According to AAA, last year, almost half a million drivers were nabbed by the cameras, generating $19 million in fines. Altogether, nearly one million tickets have gone out since the program began in 2009.

State Highways says it’s about worker safety, not money. But the cameras are still operating after the workers have gone home.

“They shouldn’t be on at night when no one’s working in the area. It doesn’t make sense,” said Steve Weidle.

According to an earlier study, 63 percent of the work zone tickets were issued when no one was working.

“I’m not crazy about speed cameras on highways, but I do understand in a construction zone where there’s active construction,” said Senator Jim Brochin.

Brochin will introduce legislation about turning the cameras off if no one’s working.

“So it’s tweaking and it just says when workers are present or at least one worker is present,” Brochin said.

But AAA says even idle work zones pose a risk with new traffic patterns and lane shifting. And not all drivers are opposed to the cameras.

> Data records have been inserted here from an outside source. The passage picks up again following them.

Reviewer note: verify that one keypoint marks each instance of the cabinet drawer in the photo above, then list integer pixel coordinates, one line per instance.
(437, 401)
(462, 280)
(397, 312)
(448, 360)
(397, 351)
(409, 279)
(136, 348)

“Encourages people to obey the laws and keep themselves and other people safe. I like that,” said Fred Weinstein.

AAA says slowing down in work zones at all times is backed by studies showing four out of every five injuries in a work area is to those inside the car.

 Brochin plans to introduce his bill limiting work zone cameras to working hours Tuesday in Annapolis.

Comments (5)
  1. outkasts says:

    24hrs a day and 19 million dollars and owemalley keep adding more taxes

  2. BCoFD says:

    Everyone knows where they are now, its you’re own fault if you get a ticket. I know, I think I have two on the way. 19 million for the state can’t hurt right now, I vote leave them up for those who refuse to acknowledge they exist. I’m not a sore loser for getting the tickets, I knew the cameras we’re there.

  3. RavenLude says:

    owemalley revenue cameras…….it has nothing to do w/ safety

    1. fred says:

      Logically you cannot make that statement, you are clueless to the results to compare to if they were never instituted to begin with. But then I suppose making no sense at all is the thing these days. Carry on, sorry.

  4. Ricci Adams says:

    Don’t add any more limits. Figures as soon as the members of the General Assembly start getting tickets that want to limit the issuance of tickets. Seriously, since they don’t get to tell the cops who they are, they do not get off being issued a ticket.

    They already allows us to go up to 11 mph over the posted speed limit. It does not matter if there is no one working the speed limit should be reduced. There are shifts in traffic patterns and lanes, jersey walls, and other driving difficulties in work areas that require the speed reduction. There are plenty of bad drivers in Maryland were we need the speed restrictions in these areas.